El taxi les había dejado aquí, una pequeña urbanización de apartamentos nueva, a medio camino entre los distritos
residenciales y comerciales de Shin-Okubo. No había guardia de seguridad en el vestíbulo. El edificio tenía forma de U y
en el centro había un estrecho jardincillo con macetas de plantas y la estatua de un ángel. Las paredes del ascensor eran
de cristal, así que veías al ángel disminuir mientras te elevabas.
Se bajaron en el sexto piso. En el pasillo, se cruzaron con un señor mayor que llevaba un perrito, pero la chica no le dijo
nada y el hombre apenas pareció darse cuenta de que ellos estaban allí. El pasillo era bastante oscuro, con una suave
iluminación indirecta y Kawashima estaba seguro de que el anciano no había reparado en él.

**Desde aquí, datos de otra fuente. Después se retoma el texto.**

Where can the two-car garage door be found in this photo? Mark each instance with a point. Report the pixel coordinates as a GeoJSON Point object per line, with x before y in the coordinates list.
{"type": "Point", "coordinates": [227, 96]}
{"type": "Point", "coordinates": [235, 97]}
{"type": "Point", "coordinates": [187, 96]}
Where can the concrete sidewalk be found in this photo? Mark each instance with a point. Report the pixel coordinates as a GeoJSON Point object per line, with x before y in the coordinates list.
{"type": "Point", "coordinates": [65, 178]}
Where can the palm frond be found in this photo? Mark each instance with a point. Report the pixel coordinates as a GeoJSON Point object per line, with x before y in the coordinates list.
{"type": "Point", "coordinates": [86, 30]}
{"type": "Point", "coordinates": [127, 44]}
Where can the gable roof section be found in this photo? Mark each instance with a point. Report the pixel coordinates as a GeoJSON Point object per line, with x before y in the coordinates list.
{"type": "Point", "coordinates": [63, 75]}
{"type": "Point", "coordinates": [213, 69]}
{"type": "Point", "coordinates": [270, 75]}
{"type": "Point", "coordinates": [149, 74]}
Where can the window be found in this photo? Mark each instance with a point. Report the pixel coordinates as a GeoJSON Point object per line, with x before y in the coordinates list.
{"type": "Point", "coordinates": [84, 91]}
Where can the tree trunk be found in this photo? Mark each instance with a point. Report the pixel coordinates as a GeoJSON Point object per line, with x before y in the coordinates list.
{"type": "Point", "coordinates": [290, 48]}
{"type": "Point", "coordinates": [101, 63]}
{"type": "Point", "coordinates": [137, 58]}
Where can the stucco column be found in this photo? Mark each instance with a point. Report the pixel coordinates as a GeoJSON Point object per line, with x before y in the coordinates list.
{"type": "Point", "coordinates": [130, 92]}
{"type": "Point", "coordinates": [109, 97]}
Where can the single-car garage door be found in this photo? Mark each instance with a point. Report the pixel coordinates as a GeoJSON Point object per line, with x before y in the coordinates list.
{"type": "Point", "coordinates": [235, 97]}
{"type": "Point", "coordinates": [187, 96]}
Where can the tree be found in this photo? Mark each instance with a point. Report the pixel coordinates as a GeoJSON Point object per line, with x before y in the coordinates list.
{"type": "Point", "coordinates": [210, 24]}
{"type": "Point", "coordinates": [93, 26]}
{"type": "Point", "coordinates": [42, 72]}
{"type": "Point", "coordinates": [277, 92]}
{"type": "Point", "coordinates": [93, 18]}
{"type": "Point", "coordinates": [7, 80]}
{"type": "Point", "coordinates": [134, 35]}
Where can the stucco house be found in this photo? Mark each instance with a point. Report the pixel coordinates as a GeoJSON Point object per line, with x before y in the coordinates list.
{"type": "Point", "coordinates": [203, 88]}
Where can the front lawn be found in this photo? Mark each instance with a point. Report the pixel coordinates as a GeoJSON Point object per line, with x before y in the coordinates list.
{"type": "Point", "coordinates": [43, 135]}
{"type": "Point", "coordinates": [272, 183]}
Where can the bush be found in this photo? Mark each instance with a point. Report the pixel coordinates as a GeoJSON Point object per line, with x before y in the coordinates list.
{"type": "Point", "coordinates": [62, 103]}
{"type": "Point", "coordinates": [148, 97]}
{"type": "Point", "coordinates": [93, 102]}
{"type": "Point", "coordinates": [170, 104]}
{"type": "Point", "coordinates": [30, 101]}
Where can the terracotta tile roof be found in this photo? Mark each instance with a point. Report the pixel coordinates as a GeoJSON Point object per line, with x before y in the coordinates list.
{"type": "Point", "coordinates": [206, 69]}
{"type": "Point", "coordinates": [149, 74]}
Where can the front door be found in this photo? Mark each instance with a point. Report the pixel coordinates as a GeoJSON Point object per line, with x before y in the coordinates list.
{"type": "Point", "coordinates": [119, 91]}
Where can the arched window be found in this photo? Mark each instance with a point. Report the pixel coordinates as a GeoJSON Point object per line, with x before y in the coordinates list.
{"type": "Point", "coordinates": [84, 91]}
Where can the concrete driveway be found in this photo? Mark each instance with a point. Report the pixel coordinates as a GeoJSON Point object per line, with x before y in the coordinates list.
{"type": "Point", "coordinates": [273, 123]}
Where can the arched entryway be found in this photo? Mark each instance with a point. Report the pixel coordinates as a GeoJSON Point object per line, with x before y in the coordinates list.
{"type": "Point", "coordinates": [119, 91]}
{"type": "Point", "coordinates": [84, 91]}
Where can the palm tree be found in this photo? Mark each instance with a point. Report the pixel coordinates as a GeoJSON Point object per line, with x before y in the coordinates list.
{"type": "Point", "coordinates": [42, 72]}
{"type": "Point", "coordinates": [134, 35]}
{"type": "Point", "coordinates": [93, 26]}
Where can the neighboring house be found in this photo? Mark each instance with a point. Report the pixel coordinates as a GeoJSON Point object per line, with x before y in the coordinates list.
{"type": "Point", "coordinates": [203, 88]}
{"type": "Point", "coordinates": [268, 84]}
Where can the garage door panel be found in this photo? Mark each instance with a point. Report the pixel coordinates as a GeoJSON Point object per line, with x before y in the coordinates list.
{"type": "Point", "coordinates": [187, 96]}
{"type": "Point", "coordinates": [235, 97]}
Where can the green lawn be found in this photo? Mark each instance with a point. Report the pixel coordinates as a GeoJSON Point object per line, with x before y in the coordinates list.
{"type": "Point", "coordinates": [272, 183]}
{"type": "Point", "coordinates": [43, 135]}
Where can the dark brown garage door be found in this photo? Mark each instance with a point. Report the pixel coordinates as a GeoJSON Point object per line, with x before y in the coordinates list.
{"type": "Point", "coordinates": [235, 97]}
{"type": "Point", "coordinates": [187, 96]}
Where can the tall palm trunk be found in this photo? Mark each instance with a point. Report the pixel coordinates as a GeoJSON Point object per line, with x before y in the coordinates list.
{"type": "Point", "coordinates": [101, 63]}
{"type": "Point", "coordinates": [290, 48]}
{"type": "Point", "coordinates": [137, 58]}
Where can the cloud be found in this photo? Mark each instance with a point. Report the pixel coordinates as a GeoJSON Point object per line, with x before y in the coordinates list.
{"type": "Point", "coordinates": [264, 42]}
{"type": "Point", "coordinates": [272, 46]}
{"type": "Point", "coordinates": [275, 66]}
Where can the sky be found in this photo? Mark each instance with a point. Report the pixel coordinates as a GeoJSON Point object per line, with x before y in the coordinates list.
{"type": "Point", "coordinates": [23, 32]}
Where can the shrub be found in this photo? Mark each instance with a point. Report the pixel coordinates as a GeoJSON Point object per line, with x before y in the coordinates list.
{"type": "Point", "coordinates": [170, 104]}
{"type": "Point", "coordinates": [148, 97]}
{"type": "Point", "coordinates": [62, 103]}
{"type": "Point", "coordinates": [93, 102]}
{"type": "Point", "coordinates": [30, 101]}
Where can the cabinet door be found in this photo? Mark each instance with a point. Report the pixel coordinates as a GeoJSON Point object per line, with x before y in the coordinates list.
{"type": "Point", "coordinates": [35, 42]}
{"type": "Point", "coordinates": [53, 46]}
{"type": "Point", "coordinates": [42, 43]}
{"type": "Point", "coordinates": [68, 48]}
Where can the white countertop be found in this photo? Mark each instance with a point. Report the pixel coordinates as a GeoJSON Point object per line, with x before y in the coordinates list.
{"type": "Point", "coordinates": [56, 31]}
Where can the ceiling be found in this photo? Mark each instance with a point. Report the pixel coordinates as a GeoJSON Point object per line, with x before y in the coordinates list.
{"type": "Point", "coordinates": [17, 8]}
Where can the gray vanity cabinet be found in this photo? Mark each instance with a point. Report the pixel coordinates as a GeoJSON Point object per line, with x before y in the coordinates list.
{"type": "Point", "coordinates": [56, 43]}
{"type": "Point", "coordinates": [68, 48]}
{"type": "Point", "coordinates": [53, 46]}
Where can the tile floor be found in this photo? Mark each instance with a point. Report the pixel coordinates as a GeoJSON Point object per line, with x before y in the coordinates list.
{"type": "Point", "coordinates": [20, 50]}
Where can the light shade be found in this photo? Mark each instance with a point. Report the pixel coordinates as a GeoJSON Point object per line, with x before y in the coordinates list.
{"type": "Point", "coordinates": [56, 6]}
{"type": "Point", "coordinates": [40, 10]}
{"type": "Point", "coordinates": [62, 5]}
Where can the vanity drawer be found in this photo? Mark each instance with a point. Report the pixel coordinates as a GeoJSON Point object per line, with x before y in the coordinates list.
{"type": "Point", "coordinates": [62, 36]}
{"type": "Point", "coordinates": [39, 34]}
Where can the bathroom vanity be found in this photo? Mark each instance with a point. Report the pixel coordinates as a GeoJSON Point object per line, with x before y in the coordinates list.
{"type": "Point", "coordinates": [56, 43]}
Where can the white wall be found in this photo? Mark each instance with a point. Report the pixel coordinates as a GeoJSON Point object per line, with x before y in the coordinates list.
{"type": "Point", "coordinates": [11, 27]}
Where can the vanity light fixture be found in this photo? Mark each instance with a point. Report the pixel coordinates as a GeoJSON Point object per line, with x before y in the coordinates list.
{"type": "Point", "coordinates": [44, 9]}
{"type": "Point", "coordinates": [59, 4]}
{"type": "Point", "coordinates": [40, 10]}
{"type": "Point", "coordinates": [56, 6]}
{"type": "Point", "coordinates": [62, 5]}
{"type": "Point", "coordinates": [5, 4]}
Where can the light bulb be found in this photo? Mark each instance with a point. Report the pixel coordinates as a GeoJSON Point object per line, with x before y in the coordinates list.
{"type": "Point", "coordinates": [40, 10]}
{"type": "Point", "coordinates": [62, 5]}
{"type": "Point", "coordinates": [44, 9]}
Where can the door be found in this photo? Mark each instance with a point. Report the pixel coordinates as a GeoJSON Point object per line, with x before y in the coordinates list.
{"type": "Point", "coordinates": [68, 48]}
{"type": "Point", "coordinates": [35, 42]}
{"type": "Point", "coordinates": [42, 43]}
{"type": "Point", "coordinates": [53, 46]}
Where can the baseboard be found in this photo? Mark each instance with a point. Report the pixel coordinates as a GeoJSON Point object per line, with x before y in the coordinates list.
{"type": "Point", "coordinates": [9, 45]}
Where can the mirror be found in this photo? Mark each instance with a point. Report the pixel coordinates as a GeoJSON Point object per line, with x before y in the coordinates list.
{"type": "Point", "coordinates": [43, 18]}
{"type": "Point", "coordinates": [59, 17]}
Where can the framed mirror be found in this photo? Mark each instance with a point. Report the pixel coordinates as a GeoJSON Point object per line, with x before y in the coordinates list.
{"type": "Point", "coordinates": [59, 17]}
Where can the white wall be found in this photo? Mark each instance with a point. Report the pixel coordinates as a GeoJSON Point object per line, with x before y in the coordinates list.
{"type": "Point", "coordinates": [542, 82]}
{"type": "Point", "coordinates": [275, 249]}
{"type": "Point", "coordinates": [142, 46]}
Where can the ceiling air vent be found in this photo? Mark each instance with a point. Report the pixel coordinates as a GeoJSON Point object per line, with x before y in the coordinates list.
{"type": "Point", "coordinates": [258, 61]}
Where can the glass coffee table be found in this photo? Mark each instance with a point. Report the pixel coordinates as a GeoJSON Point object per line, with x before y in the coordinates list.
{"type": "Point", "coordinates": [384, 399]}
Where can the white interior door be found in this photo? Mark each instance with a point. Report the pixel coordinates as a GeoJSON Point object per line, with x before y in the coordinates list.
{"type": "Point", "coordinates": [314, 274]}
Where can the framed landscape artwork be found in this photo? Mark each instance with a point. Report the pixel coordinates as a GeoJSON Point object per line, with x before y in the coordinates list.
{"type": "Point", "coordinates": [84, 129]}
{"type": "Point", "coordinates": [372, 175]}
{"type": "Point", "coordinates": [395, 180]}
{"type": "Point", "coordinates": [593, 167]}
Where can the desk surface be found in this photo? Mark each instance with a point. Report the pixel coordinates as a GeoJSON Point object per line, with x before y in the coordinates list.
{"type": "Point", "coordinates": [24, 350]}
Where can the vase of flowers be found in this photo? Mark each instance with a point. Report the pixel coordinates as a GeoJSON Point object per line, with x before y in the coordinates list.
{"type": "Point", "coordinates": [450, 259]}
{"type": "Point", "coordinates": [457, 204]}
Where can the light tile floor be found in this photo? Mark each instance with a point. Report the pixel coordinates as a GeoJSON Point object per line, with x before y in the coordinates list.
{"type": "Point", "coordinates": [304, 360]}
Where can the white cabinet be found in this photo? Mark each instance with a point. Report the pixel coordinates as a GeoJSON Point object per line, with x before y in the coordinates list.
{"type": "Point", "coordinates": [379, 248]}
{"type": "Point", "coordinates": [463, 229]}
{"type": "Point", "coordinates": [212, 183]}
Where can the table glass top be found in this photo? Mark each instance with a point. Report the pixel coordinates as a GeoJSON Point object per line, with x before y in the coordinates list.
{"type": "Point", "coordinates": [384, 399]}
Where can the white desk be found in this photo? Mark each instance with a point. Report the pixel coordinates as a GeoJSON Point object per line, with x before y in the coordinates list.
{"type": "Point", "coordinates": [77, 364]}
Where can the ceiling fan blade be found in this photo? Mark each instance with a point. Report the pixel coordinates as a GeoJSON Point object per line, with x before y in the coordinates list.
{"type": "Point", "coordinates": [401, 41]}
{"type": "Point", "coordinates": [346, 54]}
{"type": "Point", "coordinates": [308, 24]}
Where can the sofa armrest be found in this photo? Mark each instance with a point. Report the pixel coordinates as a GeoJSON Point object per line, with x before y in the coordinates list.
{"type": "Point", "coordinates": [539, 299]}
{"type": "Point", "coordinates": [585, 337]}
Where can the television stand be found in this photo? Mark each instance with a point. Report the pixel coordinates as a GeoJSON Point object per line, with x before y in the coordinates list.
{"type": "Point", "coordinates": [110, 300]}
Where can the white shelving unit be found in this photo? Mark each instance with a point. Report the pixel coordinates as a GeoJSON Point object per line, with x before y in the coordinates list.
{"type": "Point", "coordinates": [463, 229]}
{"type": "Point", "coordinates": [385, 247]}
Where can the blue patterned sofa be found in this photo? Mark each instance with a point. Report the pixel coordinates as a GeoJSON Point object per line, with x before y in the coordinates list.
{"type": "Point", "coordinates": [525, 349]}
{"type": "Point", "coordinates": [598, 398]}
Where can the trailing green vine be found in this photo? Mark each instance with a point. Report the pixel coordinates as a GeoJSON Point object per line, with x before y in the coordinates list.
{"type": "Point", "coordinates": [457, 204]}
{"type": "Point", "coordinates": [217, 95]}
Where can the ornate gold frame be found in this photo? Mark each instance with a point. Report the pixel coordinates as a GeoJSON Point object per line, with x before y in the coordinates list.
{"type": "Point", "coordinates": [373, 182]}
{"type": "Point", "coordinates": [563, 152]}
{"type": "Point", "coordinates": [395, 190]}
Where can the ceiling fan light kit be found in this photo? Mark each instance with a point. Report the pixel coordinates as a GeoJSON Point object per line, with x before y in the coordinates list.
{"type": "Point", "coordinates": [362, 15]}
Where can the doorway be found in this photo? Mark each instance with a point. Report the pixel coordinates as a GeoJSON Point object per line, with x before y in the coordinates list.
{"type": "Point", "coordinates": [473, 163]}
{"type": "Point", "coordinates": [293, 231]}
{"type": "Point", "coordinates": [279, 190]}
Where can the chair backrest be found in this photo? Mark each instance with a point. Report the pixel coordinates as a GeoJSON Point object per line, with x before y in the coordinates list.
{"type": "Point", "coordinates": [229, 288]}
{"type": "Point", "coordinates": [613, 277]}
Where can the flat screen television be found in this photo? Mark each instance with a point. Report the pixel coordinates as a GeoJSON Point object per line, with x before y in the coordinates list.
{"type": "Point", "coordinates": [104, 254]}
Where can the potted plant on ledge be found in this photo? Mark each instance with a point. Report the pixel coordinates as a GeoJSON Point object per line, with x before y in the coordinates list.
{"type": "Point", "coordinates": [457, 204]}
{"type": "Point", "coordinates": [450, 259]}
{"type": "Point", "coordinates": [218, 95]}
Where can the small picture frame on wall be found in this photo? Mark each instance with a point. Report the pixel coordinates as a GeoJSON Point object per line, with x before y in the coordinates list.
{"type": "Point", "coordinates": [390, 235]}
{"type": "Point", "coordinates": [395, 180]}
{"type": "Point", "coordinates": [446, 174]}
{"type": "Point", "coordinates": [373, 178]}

La chica introdujo una llave electrónica en una ranura para abrir la puerta, después encendió un foco de luz tenue y le
presentó la colección de zapatillas, que guardaba en una repisa en la entrada. Él se puso las marroquíes que ella le había
dado. Eran amarillas y parecían sandalias.
—¿Quieres un expreso? —preguntó—. ¿O prefieres una cerveza o un gin-tonic o algo así?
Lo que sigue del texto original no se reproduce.